The Securities and Exchange Board of India is planning sweeping changes in the public issue process.
These include reducing the gap between opening of any public issue and its listing to less than five days and increasing the application money that institutional investors have to put up from 10 per cent to 100 per cent. The moves are likely to kill the grey market that emerges in the current drawn-out listing process.
The SEBI board, which met in Delhi on Wednesday, decided that the primary market issuance (public issue) process would be reviewed to reduce the gap between the opening of an issue and the listing of shares.
Addressing the media after the board meeting, newly appointed SEBI Chairman CB Bhave said there was scope for “collapsing” the time between opening of an issue and its listing. This would help in discouraging the grey market, he added.
Without disclosing the new listing schedule, Bhave said, “We are in consultations and have received a lot of advice. We need to evaluate the impact and the legality of the issue… Whether we need to have any physical application forms… there are many issues that need to be resolved before taking a final decision.”
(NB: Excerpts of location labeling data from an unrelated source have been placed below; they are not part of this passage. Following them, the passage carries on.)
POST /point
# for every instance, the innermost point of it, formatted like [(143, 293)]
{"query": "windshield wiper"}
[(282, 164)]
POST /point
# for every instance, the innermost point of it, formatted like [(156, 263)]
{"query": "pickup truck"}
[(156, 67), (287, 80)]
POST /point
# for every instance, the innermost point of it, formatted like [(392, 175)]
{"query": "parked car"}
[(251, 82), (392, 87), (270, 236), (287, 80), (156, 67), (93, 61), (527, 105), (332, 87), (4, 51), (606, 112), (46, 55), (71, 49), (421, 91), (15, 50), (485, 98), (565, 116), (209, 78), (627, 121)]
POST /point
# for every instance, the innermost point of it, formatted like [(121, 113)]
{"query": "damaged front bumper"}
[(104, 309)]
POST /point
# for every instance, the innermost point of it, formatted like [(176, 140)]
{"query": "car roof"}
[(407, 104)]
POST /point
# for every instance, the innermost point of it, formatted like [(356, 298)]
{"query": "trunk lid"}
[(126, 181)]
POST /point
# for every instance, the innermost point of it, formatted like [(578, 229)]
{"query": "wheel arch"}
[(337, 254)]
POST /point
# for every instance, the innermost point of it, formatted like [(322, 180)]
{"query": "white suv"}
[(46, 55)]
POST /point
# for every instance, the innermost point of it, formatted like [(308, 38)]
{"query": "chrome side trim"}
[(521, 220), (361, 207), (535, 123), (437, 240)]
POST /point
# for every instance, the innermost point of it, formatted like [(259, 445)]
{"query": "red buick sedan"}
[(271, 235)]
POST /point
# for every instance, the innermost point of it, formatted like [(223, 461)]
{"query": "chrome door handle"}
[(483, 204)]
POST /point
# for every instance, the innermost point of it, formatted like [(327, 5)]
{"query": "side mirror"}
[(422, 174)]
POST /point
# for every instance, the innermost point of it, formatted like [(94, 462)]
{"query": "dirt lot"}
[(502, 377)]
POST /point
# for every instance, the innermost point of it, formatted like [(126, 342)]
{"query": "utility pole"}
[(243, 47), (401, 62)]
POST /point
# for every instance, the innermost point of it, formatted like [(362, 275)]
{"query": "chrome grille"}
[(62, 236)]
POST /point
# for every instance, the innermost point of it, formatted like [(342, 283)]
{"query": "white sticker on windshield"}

The primary market committee of SEBI, headed by Deepak Parekh, chairman of HDFC, is meeting on March 10 to finalise the guidelines. SEBI sources said the new guidelines would in line with secondary market transactions, where investors need to give money to their brokers, which in turn are aggregated at the stock exchange level. Once the allotment is completed, the refund comes to the brokers’ account, and is then transferred to investors.
In addition, the regulator is planning to change the norms for institutional investors applying in public issues. Like retail investors, institutions will need to put up the entire money at the time of application. Currently, institutional investors put up 10 per cent at the time of application and 90 per cent at the time of allotment.